RRed lips, pink heels with a neon green suit, eye-catching accessories: this is how young businesswomen present themselves today and are changing the image of femininity in business and politics. Generation Y (those born between the early 80s and late 90s) is shaping the new “powerdressing.” For a long time, this generation was considered quite reserved and almost invisible, but now it seems to have found its fashionable voice.
Role models are founders like Lea-Sophie Cramer (Amorelie), Franziska von Hardenberg (TheSissBliss) and Tijen Onaran (Global Digital Women), who demonstrate that visibility can be a guarantee of success and give self-confidence. This also means that women increasingly feel dressed up in classic business suits.
The curiosity and desire for modern, consciously feminine “power dressing” has taken over many women, and I can see it in my daily work life.
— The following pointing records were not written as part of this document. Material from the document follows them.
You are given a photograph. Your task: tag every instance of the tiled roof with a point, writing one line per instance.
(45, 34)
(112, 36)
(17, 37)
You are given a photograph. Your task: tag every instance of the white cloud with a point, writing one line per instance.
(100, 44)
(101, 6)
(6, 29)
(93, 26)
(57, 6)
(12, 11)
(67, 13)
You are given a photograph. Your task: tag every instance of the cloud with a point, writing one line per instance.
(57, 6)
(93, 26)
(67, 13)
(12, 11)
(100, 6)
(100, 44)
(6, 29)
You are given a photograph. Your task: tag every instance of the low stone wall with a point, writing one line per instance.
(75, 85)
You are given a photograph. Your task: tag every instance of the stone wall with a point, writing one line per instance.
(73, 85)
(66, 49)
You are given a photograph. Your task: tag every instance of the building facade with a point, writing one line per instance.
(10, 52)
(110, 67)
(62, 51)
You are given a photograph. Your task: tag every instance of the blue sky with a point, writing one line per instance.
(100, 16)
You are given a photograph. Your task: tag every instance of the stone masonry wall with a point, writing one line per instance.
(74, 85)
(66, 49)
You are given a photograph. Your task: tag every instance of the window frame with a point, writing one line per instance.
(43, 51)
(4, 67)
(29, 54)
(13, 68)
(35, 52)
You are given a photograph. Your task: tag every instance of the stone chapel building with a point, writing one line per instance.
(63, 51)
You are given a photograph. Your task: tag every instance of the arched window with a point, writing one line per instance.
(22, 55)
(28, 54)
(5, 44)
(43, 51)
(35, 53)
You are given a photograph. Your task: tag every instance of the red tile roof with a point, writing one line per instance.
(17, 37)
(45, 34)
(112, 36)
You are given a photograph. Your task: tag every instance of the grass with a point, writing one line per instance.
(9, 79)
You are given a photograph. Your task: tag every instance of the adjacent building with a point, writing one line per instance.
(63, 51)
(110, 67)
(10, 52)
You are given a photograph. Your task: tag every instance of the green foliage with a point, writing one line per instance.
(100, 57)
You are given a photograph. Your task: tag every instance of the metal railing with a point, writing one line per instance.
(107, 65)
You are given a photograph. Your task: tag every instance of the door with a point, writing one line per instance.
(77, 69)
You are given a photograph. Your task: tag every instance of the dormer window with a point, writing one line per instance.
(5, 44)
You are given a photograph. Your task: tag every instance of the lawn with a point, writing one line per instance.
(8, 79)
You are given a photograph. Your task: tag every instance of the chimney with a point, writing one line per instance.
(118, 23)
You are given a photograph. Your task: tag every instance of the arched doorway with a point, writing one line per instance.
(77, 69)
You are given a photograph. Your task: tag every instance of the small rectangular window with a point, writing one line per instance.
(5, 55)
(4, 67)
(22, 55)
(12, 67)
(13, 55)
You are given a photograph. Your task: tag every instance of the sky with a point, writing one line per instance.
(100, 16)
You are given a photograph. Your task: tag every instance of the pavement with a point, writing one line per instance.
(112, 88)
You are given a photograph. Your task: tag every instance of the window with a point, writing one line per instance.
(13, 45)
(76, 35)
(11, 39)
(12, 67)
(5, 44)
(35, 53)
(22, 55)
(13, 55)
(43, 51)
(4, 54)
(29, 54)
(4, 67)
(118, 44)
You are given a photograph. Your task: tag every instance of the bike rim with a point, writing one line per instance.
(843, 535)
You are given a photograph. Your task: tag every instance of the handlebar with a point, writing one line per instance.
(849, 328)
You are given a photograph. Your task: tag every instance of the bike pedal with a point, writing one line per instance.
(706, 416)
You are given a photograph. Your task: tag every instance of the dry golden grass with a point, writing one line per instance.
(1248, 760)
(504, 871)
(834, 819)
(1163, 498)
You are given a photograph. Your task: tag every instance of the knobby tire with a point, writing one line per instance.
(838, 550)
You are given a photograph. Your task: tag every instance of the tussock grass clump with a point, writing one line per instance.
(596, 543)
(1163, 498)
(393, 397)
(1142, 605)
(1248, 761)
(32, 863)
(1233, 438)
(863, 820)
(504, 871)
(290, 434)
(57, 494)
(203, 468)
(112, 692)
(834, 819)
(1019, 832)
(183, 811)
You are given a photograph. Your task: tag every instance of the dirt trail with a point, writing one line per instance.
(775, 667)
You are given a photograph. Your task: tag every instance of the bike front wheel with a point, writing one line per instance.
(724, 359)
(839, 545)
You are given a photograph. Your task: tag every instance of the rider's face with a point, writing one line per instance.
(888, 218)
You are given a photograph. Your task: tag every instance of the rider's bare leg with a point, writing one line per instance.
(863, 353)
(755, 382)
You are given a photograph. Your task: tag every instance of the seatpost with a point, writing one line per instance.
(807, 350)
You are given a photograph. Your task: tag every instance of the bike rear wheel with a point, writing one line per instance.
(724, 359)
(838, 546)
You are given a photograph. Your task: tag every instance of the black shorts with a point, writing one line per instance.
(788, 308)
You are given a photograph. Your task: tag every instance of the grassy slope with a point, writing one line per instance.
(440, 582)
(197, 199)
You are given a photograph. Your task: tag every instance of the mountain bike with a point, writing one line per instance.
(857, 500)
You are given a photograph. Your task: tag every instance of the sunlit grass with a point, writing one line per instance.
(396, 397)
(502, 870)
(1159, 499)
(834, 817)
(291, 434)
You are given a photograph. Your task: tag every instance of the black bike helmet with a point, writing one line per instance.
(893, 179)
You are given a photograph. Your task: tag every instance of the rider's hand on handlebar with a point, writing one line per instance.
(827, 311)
Something that for a long time was unthinkable, because in recent decades the majority of women considered that adaptation and extreme will to perform were the basic requirement for professional success.
Nowadays more personality is needed and showing it visually arouses interest. Why not a yellow jumpsuit or a leather skirt instead of black business pants with a white blouse? The female empowerment movement, which is particularly visible on social media, is helping to soften the dos and don’ts of choosing clothing.
Of course, in the past there have always been women who attracted attention for their clothing. Women in show business set new standards with their looks from the ’90s to the ’00s: Madonna, Sarah Jessica Parker and Oprah Winfrey showed how their own daring style can make people more interesting.
However, in business and politics this was considered dubious. If you managed to sit at the table as a woman over the past few decades, you had to fit in visually and not stand out. But Generation Y had to see for a long time that the visual game of hide-and-seek with classic business fashion did not necessarily bring women to the tables where they wanted to sit.
American politician Alexandria Ocasio-Cortez is also a pioneer of the new business trend. Already in 2018 she appeared with perfectly drawn eyeliner, bright red lips and a business casual look suitable for street style, consisting of jeans, shirt and blazer. We were not used to such an informal and elegant style from American politicians. Her message seemed clear and she was to be taken seriously. She arrived in Congress in the blink of an eye (she was the youngest congresswoman to date) and especially inspired young voters. Her style and manners brought a breath of fresh air to a somewhat dusty policy.
But there were also role models in Europe who changed the image. Sanna Marin, former Finnish prime minister, is one of them. She preferred to wear ultra-feminine clothes in black and white. She paired a sharp white jacket with a deep V-neckline and bold red lips. Gone are the days when it was considered dubious to wear red lipstick at work. In fact, as Marin’s example shows, some women have made this their trademark. And as a result, they have not lost their experience. They show how you can make a strong impact with your personal style. This could serve as inspiration, especially for introverts who don’t like to attract attention.
Entrepreneur Tijen Onaran, also a member of the television show “Höhle der Löwen”, shows what successful business women can be like today: colorful. She opines: “Only those who are visible will take place!” However, this only works if the look also suits the personality.
Outgoing women like Onaran have a clear advantage: They’re not afraid to accept an award in a blue suit and orange heels. And color combinations that consist of two complementary colors are the strongest form of color combination. Because they support each other in their effectiveness. In addition, they also promote self-confidence to a certain extent, because wearing them requires courage and the willingness to stand up for yourself and stand out. Those who wear such a strong appearance are also supposed to have a strong personality. These looks today radiate confidence and, therefore, competence.
An example from my practice shows how public perception has already changed: I recently advised a client who works in the startup space and makes frequent public appearances. She increasingly noticed how uncomfortable he felt in classic work suits. Also because he knows that in fashionable business circles, modern and expressive looks are almost a requirement. But even in conservative industries or business casual, women’s style is becoming more and more colorful and feminine.
However, male-dominated professions pose a big challenge: for example, one female architect told me, “If I dress too feminine at work, no one takes me seriously anymore.” That’s why she bases her wardrobe on her male companions. That’s understandable. And yet, even in this case, small changes that have a big impact are possible. For example, through color accents that are used in a reduced but conscious way: it could be a red blouse combined with jeans or colored culottes with a black turtleneck.
The visual diversity that comes with changing dress codes creates a stimulating and exciting atmosphere that one could wish for for any industry.
About the Author: Dunja Heß, founder of the style consulting platform Mindful Style, has been working as a certified stylist for 15 years and primarily advises women in leadership positions who want to present themselves more confidently and effectively in their work. She combines style advice with elements of coaching.